可这却让徐净山更加疑惑了,他问道:“既然这工部与太子殿下无冤无仇,两代尚书又多多少少和太子殿下有些交情。那为何那日黑衣人阻截,骑的是这工部的木鸟?甚至性能来看还要比太子殿下的要好些?”
此话一出,陈尚书顿时眯起了眼睛。
他问道:“你说那黑衣人当日所乘,是工部的木鸟?”
“嗯。”徐净山点头道,“怎么了陈尚书?”
“这木鸟乃是国之利器,工部匠组几代人的心血都在里面,向来出入使用都有登记,而且必经尚书之手,除去太子殿下那只,从来都没有外送的。”
“那为何?”徐净山此时是一头的雾水。
“既然这木鸟管控极严,出入都要尚书盖印,可现任尚书又与太子殿下这有一定交情……”陈尚书看了徐净山一眼。

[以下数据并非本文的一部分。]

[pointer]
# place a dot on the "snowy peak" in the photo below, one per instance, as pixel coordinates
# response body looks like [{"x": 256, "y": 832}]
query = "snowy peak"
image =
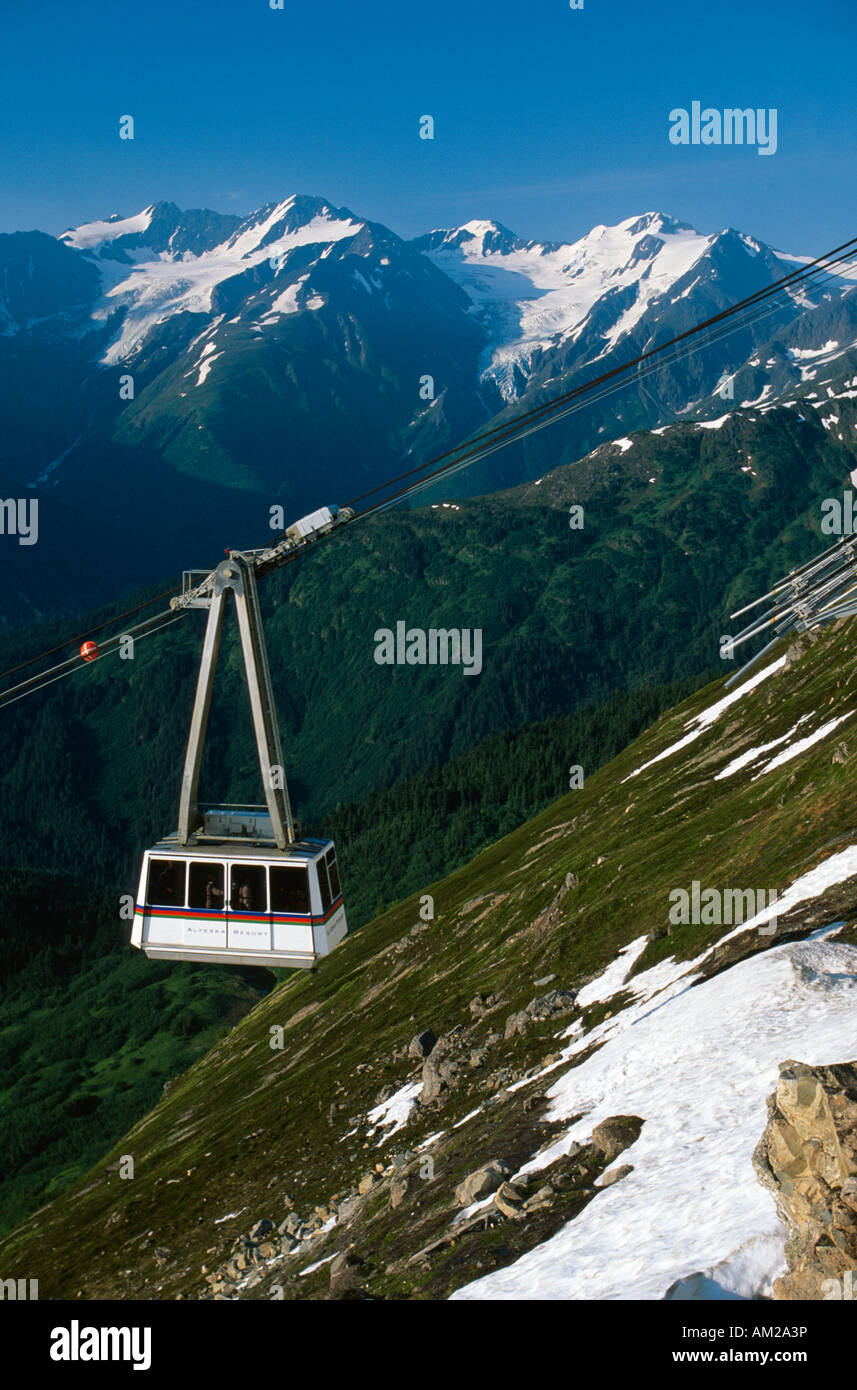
[
  {"x": 532, "y": 296},
  {"x": 477, "y": 238}
]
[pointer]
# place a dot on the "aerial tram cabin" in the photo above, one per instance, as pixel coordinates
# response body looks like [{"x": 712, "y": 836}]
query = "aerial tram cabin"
[
  {"x": 234, "y": 884},
  {"x": 222, "y": 900}
]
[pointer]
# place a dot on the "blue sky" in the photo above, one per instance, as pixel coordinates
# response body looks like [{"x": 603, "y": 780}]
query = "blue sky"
[{"x": 547, "y": 120}]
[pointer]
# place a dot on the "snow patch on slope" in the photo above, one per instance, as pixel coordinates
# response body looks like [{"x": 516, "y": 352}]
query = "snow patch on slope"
[{"x": 697, "y": 1066}]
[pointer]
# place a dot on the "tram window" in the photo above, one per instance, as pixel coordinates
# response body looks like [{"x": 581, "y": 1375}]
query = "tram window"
[
  {"x": 165, "y": 883},
  {"x": 324, "y": 884},
  {"x": 206, "y": 887},
  {"x": 289, "y": 888},
  {"x": 334, "y": 872},
  {"x": 249, "y": 888}
]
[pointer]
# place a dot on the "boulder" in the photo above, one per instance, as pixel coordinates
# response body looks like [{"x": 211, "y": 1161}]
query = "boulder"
[
  {"x": 807, "y": 1157},
  {"x": 509, "y": 1200},
  {"x": 616, "y": 1175},
  {"x": 422, "y": 1044},
  {"x": 345, "y": 1272},
  {"x": 616, "y": 1133},
  {"x": 516, "y": 1023},
  {"x": 482, "y": 1183},
  {"x": 399, "y": 1189}
]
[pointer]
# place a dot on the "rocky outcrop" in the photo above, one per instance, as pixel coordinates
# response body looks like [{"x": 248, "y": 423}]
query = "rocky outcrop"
[{"x": 809, "y": 1158}]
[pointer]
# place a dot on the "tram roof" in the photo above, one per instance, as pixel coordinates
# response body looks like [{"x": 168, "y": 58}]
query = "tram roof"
[{"x": 225, "y": 847}]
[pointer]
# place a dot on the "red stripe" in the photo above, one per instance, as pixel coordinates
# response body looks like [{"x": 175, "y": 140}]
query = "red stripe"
[{"x": 218, "y": 915}]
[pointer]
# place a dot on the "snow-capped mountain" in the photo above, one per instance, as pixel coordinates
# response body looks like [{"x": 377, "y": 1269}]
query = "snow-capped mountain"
[
  {"x": 585, "y": 298},
  {"x": 303, "y": 352}
]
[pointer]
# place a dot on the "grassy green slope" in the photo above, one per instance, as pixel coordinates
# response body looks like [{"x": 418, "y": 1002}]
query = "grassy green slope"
[{"x": 250, "y": 1130}]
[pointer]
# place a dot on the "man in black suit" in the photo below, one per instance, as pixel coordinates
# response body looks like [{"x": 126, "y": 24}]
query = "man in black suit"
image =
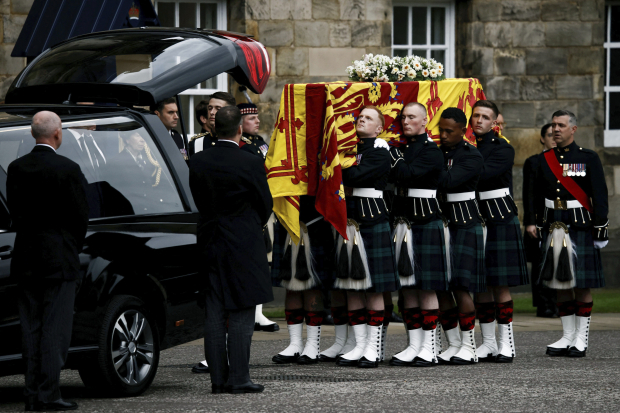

徐净山顿时反应了过来:“现任尚书被人拿了把柄,控住了!”
“现任工部尚书耐苦耐劳、为人忠恳正直,当年老尚书也正是看中了他这一点才大加提携,只可惜他妻早逝,留有一幼女,被其独自抚养至今,视为心头血。”说完,陈尚书叹了一口气,朝着阴影的角落挥了挥手,“懂了吧。”
刹那间,暗部齐齐出动。
徐净山也是回了一句“嗯。”
“好!小兄弟静候佳音便是,人已经给你安排好了。”
“谢过尚书大人。”徐净山作揖感谢。
“不必,储君尚且童蒙,仰仗诸君罢了。”
———
回到东宫住处,徐净山不由得松了一口气。
现在看来,姬兄倒也不是那么的孤立无援啊。只是不知这剩下的四部又是个怎样的光景。
徐净山有些后悔刚才没有一次性问清楚。
轻叹一声,徐净山还是画起了符咒。本是想打坐的,可不知为何在这京城里感觉很难入定,徐净山也只能画符了。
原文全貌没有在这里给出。